The “evolution” of life does not require the creation of complexity, any more than the existence of the Sun requires the creation of Helium. There is no other place to occupy, it fills the only niche available, there is no teleological necessity on it or advance of any sort. It “could” (counterfactually) have been perfectly otherwise. Cosmologists have a name for it, they call it “initial fluctuations”, biologists prefer to call it “random variations”. From the moment there is a concrete wall on the opposite end, a very factual starting point, complexity is a dice thrown on what there already is. What there is is always entirely in the absolute present, even though in some localised region it might not look to be so. What there is does not “evolve”, it simply changes on itself. History is the entirety of this absolute present. People might celebrate the fact that there is something rather than nothing, that is perfectly reasonable and acceptable, we will have to live with that!

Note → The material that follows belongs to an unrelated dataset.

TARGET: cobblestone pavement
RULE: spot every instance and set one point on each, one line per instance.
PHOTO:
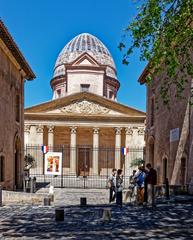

With the exception of mathematical objects and abstractions, true Knowledge shouldn’t be similar to identity, there is nothing static in it. It is not only the identification of the knower with the known, but of the known with the knower. The subject subjectivizes the object and the object objectivizes the subject; you become a thing for everything else, so to speak. That process is the “inner knowledge”. What Sri Aurobindo is saying (if I understand him correctly) is not that there is a back door for the kantian element as such, where you can perceive the object in itself, in a unidirectional secret sense, which would be absurd. It is that this element comes from the interplay of subject and object in a certain space which is always in the absolute present, that is the “larger self within”. It is not a synthesis because there is no reduction of one to the other, even less to a neural pattern. We will never explain what “pink” is materially. Ryle (fail as he did to see too far beyond) did understand clearly that activities “are” minds, and not the manifestation of a second act, a sort of concealed performance. Minds are entirely in the present and are entirely active.
Btw, looking forward to that “further letter” where you will explain how the form of the formless becomes manifest. I do fully agree with those two paragraphs, except for those two suspicions words: “goal” and “evolution”.